Bibliographic information:
Mosser, Carl. “Resolved to Saw Through the Branch Upon Which They Sit: Southern Baptists and the Varieties of Substitutionary Atonement.” Criswell Theological Review N.S. 18, no.2 (2021): 3-30.
Description:
Description
Since its founding, the Southern Baptist Convention has deliberately permitted a variety of substitutionary theories of atonement. Apparently unaware of this fact, in 2017, messengers to the annual meeting passed a non-binding resolution on the necessity of penal substitutionary atonement. Some describe the resolution as the first step in revising the Baptist Faith and Message to ensure professors at SBC seminaries are required to teach penal substitution. However, “penal substitutionary atonement” is a highly equivocal phrase and the resolution does not define which version(s) of penal substitution are permissible.

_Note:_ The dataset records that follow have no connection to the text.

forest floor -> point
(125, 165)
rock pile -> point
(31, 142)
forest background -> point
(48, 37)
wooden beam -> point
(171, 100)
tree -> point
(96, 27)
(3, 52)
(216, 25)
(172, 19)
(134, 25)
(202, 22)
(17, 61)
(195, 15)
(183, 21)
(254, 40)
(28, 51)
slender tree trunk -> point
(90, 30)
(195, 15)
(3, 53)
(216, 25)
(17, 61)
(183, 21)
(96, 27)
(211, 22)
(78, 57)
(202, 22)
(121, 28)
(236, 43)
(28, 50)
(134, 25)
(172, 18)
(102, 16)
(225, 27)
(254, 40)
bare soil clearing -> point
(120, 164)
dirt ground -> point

Its authors, though, seem to presuppose a controversial version of the doctrine which is at odds with the teaching of the Reformers.

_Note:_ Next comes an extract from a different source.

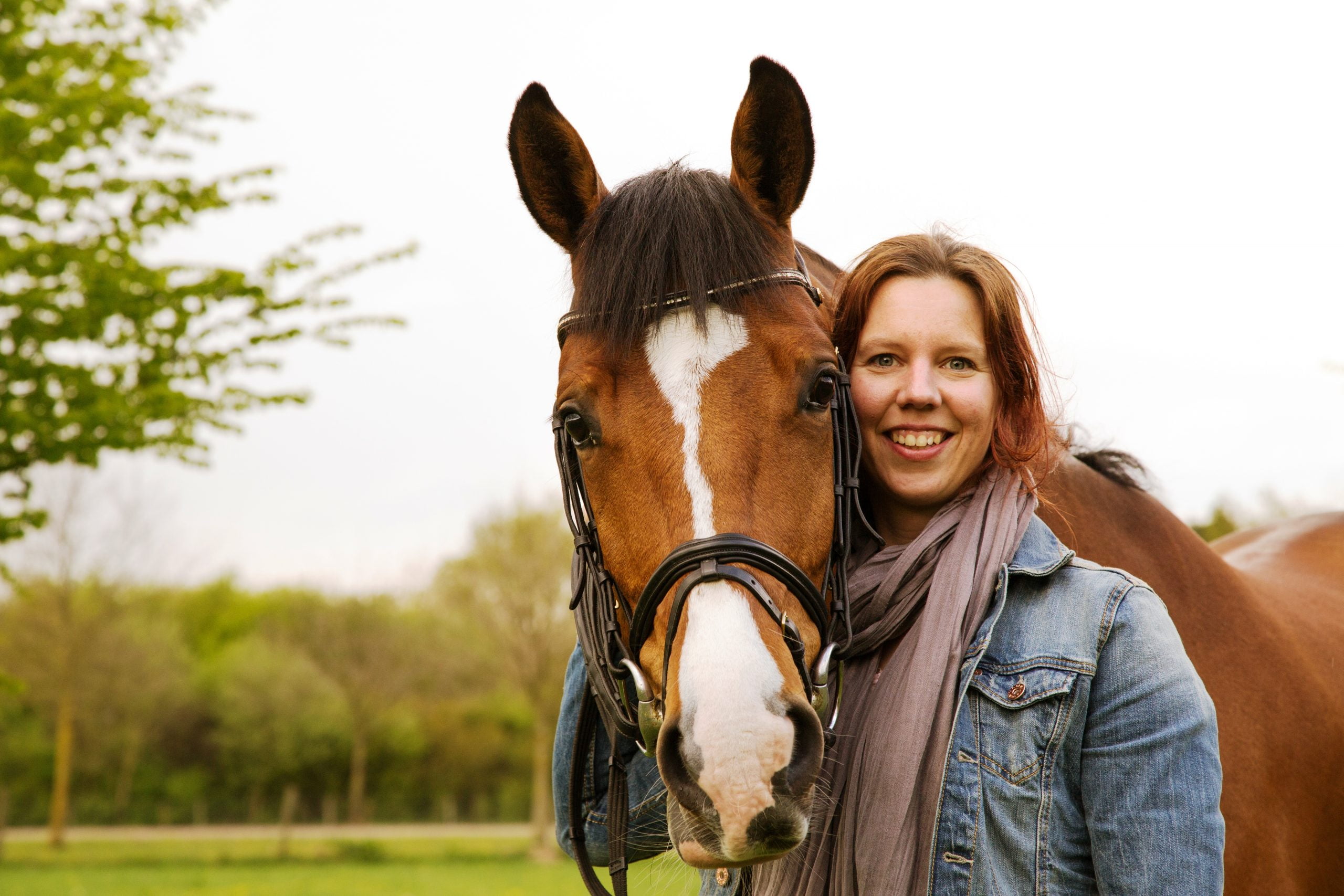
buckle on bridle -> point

The first part of this articles demonstrates that the founders of the SBC and SBTS held a variety of views on the atonement, including non-penal forms of substitutionary atonement. When SBTS was founded, the Abstract of Principles was carefully crafted to ensure professors would be free to teach at least varieties of penal substitution, the Fullerite theory, or the Edwardsean Moral Government theory. The original Baptist Faith and Message was crafted to conserve early Southern Baptist pluralism on the atonement. Formulations specifically designed to permit Fullerite and Edwardsian theories were retained in both the 1963 and 2000 editions. When the word “substitutionary” was added to the 2000 revision, the BFM for the first time stated explicitly where the boundary of SBC orthodoxy regarding the atonement lies, in the essential fact of substitution. Some form of substitutionary atonement is required, penal substitution is not. That is precisely where James P. Boyce drew the line in his Abstract of Theology. In asserting the necessity of penal substitution, then, the resolution is out of step with the historic Southern Baptist position.
The second part of this article briefly examines some ways in which varieties of penal substitutionary atonement significantly differ from one another. It then poses a number of questions Southern Baptists ought to consider before making moves to revise the Baptist Faith and Message to require penal substitution.